Misbah Ahmed is a statistician at GlaxoSmithKline, currently based in Stevenage.  She joined GSK in 2009 after completing her MSc in Statistics at UCL.  She has spent the majority of her career at GSK supporting the CMC (Chemistry, Manufacturing and Control) aspects of regulatory dossiers within the Respiratory therapeutic area, including inhaled products recently launched by GSK.  She now supports early phase clinical trials, currently working on proof of concept studies in COPD, focusing on the statistical modelling of novel correlated endpoints measured through imaging techniques.


Clinical Development Challenges in Idiopathic Pulmonary Fibrosis

Abstract: Idiopathic Pulmonary Fibrosis (IPF) is a severe, debilitating disease with a prognosis worse than most forms of cancer. Despite recently approved therapies an unmet need still exists. Development of clinical study designs in the rapidly changing landscape of IPF has been dynamic in the extreme.  Switching between monotherapy and combination treatments, from very early readouts on PD markers to futility interims on "halfway" endpoints, from positive risk taking via borrowing data to old school conservatism, an IPF statistician's life is...interesting.  By discussing the disease related considerations and design challenges, we aim to give a picture of the evolving treatment paradigm for IPF

Andy Kenwright (Roche)

Andy has been a statistician in the industry for 22 years, starting in pre-clinical and moving through the CRO world to become head of stats at two small CROs in Norfolk & Newcastle where he dabbled in medical writing and PK analysis also. He joined Roche in 2008. Since then he has helped bring treatment to children with unmet need in severe forms of rheumatoid arthritis and become a specialist in pediatric clinical development. He has taken the lead on clinical development programs in osteo and rheumatoid arthritidies, pulmonary fibrosis and influenza at Roche and is too busy with work and children to have interesting hobbies anymore

 


 

Statistical Analysis in the UBIOPRED Consortium

Abstract: U-BIOPRED (Ubiased BIOmarkers in PREDiction of respiratory disease outcomes) is a research project using information and samples from adults and children, to learn about different types of asthma and to ensure better diagnosis and treatment for each person. 

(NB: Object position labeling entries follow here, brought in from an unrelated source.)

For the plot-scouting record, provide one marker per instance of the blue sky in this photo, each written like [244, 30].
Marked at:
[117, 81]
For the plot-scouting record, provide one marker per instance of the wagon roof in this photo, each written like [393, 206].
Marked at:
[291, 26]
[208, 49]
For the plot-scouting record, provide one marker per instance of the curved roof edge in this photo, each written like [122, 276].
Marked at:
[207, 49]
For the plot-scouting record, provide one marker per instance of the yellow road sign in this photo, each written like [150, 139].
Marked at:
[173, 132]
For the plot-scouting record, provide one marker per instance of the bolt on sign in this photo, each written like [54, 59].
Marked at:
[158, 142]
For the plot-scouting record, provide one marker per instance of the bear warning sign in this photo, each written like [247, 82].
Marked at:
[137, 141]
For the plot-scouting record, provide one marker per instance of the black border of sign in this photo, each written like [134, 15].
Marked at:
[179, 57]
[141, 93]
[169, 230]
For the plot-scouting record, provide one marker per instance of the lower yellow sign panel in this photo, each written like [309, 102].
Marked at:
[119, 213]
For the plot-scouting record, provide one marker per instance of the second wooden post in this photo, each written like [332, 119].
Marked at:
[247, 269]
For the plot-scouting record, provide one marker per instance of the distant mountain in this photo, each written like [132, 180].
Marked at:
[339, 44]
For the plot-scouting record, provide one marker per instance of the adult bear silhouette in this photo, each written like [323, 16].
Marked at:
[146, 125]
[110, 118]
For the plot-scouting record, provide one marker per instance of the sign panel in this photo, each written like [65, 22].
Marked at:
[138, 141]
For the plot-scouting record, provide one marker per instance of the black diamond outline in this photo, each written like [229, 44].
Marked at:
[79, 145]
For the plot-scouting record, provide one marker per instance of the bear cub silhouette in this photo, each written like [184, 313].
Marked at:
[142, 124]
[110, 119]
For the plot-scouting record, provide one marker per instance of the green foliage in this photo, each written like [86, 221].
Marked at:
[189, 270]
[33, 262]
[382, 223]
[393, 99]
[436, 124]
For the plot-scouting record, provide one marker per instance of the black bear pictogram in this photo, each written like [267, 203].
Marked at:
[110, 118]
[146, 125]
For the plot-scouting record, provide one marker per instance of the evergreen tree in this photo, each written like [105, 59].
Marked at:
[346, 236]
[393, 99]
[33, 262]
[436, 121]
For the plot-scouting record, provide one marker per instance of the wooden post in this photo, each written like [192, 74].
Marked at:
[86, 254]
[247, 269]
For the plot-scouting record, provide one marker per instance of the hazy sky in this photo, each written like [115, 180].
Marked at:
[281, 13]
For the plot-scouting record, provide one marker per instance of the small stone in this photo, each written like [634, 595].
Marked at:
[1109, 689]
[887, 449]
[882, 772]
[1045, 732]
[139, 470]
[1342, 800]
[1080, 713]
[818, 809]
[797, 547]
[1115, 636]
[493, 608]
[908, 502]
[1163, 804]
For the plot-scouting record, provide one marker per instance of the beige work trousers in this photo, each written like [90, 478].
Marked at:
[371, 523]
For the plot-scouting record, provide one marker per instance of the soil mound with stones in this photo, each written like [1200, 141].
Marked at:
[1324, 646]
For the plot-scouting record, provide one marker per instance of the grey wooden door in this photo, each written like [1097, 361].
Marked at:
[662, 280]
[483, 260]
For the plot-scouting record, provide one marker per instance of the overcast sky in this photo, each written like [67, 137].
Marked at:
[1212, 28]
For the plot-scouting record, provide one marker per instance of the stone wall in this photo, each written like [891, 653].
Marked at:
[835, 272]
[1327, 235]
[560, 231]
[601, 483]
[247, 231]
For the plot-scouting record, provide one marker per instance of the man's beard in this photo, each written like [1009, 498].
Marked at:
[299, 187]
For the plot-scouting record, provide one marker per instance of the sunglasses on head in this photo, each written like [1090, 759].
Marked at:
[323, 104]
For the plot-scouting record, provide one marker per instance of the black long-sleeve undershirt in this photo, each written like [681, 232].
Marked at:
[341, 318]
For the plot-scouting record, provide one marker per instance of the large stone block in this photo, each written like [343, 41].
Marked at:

A consortium of pharmaceutical companies, biotechnology companies, hospitals and universities, drawn from Europe and North America, joined forces in this Innovative Medicines Initiative.  There were a total of 1025 study participants, representing the spectrum of health to severe asthma, across all ages.  Detailed health-assessment and questionnaire data were gathered, together with blood, sputum, urine and lung-biopsy samples, with the aim of stratifying the disease and obtaining predictive biomarkers.  Aruna will discuss some of the key statistical issues encountered in this endeavour, and describe how they were addressed.

Aruna

Aruna has an MSc in statistics and a PhD in biostatistics.  She started her career working as a lecturer in the USA, before returning to the UK to work in biotech, then the pharmaceutical industry.  She now works as a consultant biostatistician, and her many roles include that of Chief Statistician for the UBIOPRED Consortium.